Я кивнула и вдруг осознала, что на кухне царила полнейшая тишина.
– А где Пави?
– Она закрыла ресторан. А куда ушла, я не знаю.
– Вы не попросите ее позвонить мне, когда она вернется? – Когда мистер Малакар кивнул, я повернулась к его сыну: – Самир, ты отвезешь меня домой? Мне нужно кое-что сделать.
Лицо Самира озарилось нежностью, и все пространство между нами заполнили слова, сказанные нами друг другу утром.
– Отвезу.
В машине Самир сказал:
– Тебе все же следует освоить левостороннее вождение. Если ты решишь остаться, конечно…
Я была настолько истощена усталостью и эмоциями, что смогла лишь кивнуть и откинуть голову на подголовник:
– Мне нужен перерыв в делах, на пару дней. Я так устала…
– Если ты устала, – резонно рассудил Самир, – Тебе надо выспаться.
– М-мм, – я погрузилась в полудрему еще до того, как мы выехали с парковки.
По прибытии на место Самир проводил меня до двери:
– Ничего не делай. Ложись сразу спать!
Я кивнула и, пошатываясь, направилась в свою новую спальню.
ГЛАВА ДВАДЦАТЬ ПЯТАЯ
Было утро, когда я проснулась – с пересохшим ртом и легким головокружением от того, что накануне толком не поела. Но, поспешив в ванную, я осознала, что в голове у меня прояснилось: туман рассеялся. Приняв душ и вымыв волосы, я приготовила себе на завтрак яичницу с беконом и тостами, а в новеньком френч-прессе заварила кофе, добавив в него настоящий сахар и сливки. Так, как я любила!
При всем своем праведном негодовании, я не удержалась и заглянула в конверт Алекса. Его предложение, действительно, было солидным. Все равно, что сорвать джек-пот в лотерее. Мне никогда бы не пришлось работать. Я смогла бы купить себе большой дом на море, рисовать и путешествовать, куда бы ни пожелала.

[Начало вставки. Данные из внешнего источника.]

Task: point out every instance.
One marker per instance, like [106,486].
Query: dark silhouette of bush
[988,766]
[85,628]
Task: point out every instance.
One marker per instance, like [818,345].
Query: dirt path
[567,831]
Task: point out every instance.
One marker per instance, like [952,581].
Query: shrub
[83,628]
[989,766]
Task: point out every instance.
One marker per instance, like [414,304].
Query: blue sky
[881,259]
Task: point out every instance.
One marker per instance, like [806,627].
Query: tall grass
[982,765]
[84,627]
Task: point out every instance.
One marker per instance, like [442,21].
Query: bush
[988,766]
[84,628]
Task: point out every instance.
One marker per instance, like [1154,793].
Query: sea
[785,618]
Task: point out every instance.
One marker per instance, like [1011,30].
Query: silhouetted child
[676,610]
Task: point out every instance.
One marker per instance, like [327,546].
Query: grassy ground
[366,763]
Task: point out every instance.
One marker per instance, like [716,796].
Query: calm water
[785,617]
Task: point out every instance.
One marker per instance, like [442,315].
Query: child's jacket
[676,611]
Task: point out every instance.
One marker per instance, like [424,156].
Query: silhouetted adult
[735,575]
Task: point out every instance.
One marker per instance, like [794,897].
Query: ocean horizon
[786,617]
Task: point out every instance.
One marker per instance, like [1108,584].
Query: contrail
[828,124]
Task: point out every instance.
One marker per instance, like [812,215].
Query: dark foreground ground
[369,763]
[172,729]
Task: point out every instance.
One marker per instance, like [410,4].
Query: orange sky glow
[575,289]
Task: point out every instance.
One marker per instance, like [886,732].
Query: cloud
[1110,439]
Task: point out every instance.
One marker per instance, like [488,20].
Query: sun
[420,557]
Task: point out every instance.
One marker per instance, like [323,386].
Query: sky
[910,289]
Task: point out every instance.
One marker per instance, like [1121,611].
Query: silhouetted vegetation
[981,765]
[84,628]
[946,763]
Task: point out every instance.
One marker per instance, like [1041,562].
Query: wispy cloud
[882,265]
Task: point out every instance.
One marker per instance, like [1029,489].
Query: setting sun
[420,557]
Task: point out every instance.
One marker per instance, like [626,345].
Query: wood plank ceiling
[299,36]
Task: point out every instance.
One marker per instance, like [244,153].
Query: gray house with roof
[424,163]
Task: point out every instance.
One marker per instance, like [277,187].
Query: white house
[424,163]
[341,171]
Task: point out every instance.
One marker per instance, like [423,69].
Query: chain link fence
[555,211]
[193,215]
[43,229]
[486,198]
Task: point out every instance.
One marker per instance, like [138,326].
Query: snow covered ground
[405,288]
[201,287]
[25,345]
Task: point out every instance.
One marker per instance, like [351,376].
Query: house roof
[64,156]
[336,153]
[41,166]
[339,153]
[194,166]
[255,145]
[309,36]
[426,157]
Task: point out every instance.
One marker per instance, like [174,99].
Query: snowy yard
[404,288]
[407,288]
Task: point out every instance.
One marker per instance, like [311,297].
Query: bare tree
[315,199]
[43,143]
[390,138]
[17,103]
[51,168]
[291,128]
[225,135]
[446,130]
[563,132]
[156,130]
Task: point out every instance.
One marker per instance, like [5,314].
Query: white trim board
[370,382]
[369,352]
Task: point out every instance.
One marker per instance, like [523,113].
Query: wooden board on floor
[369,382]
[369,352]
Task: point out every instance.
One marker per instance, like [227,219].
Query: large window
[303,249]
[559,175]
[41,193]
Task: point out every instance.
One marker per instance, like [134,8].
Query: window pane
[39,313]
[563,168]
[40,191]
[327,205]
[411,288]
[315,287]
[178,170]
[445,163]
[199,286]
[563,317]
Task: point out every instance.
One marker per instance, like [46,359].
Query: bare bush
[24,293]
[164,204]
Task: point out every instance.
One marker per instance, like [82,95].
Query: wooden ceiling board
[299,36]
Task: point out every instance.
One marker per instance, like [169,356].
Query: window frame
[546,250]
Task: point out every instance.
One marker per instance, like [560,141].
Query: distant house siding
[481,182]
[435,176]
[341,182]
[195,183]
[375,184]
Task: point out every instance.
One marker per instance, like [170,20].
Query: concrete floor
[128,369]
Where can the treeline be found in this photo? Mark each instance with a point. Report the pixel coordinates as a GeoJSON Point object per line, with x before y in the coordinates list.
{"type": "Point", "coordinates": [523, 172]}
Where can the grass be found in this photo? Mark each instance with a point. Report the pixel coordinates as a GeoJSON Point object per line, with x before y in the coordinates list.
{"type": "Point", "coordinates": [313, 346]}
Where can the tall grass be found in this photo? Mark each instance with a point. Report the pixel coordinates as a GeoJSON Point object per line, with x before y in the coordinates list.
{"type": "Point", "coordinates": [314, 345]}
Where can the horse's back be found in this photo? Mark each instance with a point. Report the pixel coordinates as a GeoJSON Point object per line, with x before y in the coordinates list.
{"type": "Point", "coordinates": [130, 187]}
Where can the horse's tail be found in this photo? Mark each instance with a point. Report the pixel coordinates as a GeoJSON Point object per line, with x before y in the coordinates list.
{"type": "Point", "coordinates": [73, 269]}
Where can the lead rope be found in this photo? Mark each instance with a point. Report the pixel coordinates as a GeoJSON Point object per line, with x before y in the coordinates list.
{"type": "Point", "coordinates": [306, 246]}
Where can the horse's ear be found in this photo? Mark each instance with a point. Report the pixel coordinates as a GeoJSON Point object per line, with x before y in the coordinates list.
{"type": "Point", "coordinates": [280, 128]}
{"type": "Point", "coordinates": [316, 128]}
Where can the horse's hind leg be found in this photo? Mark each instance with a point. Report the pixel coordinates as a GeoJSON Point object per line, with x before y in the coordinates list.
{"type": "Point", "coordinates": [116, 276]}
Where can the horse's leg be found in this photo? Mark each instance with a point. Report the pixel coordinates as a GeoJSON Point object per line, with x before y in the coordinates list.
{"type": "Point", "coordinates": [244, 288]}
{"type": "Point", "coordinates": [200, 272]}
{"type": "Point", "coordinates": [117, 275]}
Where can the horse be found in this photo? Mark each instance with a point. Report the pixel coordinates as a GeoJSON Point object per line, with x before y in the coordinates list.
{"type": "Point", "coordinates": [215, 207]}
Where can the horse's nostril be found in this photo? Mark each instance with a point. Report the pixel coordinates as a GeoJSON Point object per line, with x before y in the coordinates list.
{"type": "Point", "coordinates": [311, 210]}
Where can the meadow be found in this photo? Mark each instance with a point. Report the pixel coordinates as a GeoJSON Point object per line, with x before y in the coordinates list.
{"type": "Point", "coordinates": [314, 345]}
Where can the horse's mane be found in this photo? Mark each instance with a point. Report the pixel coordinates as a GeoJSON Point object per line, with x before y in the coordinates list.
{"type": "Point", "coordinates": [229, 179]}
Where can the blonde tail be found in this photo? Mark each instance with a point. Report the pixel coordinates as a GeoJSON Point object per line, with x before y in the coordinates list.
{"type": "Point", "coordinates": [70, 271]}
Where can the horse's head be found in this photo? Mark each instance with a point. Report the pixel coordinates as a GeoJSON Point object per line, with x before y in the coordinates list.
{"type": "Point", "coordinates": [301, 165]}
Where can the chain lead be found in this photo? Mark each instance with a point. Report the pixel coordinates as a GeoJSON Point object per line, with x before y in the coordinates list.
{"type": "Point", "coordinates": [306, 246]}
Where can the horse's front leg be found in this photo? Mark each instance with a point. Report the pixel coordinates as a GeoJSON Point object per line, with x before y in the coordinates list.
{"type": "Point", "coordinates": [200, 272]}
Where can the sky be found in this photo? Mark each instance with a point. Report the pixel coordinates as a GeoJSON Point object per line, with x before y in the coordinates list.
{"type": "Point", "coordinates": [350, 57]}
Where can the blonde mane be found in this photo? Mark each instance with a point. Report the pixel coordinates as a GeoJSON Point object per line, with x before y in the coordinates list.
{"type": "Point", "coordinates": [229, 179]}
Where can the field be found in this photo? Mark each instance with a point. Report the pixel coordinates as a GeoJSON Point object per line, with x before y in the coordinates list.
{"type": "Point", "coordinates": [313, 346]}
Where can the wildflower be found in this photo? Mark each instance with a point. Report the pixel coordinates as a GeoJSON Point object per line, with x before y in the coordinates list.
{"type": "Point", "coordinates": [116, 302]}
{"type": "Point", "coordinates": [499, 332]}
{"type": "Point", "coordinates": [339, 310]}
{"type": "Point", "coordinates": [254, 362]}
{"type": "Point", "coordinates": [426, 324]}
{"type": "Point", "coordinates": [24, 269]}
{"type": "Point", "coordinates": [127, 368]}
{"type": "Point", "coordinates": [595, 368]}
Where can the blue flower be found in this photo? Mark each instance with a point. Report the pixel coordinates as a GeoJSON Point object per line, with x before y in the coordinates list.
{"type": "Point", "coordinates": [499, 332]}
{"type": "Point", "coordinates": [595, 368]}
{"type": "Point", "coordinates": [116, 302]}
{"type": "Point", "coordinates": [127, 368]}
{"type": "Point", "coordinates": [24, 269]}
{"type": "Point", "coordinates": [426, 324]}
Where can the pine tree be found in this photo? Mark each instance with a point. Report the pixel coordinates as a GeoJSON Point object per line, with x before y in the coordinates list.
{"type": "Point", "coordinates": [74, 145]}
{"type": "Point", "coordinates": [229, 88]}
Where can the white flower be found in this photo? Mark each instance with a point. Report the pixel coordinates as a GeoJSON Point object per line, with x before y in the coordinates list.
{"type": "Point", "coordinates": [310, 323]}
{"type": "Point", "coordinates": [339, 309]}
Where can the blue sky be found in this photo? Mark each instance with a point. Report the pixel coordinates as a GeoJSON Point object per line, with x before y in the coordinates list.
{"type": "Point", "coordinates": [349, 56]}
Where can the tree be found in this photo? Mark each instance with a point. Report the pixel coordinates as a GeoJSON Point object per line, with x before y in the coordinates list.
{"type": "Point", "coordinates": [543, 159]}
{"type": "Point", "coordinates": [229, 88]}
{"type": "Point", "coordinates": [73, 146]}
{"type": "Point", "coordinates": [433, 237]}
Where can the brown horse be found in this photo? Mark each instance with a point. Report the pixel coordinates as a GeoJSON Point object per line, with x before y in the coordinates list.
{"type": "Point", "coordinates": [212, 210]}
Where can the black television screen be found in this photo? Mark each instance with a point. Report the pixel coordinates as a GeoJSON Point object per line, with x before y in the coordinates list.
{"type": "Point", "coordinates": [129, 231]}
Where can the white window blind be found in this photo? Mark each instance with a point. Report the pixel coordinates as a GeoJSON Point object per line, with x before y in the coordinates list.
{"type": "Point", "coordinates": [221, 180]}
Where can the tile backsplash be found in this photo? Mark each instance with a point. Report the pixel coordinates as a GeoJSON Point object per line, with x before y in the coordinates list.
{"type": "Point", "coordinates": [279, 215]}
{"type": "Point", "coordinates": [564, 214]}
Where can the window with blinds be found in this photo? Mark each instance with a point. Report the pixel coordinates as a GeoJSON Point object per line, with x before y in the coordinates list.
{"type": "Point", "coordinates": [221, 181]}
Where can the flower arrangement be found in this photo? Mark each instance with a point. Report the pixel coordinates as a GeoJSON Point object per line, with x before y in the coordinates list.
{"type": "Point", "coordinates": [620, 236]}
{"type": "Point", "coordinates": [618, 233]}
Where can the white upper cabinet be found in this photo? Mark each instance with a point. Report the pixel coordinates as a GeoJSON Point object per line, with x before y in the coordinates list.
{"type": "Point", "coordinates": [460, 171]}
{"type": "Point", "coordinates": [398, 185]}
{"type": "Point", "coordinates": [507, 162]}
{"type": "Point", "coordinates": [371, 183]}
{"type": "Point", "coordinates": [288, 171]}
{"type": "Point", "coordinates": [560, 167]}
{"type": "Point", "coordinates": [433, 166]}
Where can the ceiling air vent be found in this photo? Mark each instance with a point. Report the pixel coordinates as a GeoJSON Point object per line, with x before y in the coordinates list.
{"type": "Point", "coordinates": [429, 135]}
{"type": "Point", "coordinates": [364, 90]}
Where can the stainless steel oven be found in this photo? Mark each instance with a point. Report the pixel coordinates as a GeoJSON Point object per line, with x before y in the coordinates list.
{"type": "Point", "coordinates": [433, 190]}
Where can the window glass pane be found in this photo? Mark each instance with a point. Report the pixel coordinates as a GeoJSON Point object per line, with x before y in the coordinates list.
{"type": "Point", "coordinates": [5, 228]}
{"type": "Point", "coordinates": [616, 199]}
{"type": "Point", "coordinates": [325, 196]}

Я зажила бы лучше, чем в самых смелых мечтаниях.
А на другой чаше весов находилась усадьба. Поместье. Земля и люди. Мама прошла через столько мытарств и тягот, чтобы увезти меня сначала из Розмера, а потом вернуть. И я все еще не вполне понимала, почему. Почему она хотела, чтобы я сюда вернулась? Почему не дала старым развалинам сравняться с землей?
И еще этот пожар… Я еще не оценила его последствий.
Перед тем, как что-либо решить, мне следовало разобраться во всем – в том, что случилось в Розмере прошлой ночью, что происходило в нем две недели, десятки, сотни лет назад. А единственным способом это сделать было набраться смелости и осмотреть усадьбу. Самой!
Ход с кухни оказался заблокирован. Я заглянула в окно. Дымовые пятна не позволили рассмотреть все тщательно, но повреждения получили и стены, и потолок.
Обходя дом, я дотрагивалась до камней, заставлявших его сверкать; под ногами хрустели сосновые иголки и листья, к аромату которых примешивался душок увядания и тлена. Окна первого этажа тянулись над моей головой, и в попытке понять, пострадали ли они от огня, я то и дело поднимала глаза вверх. Но с земли окна казались целыми.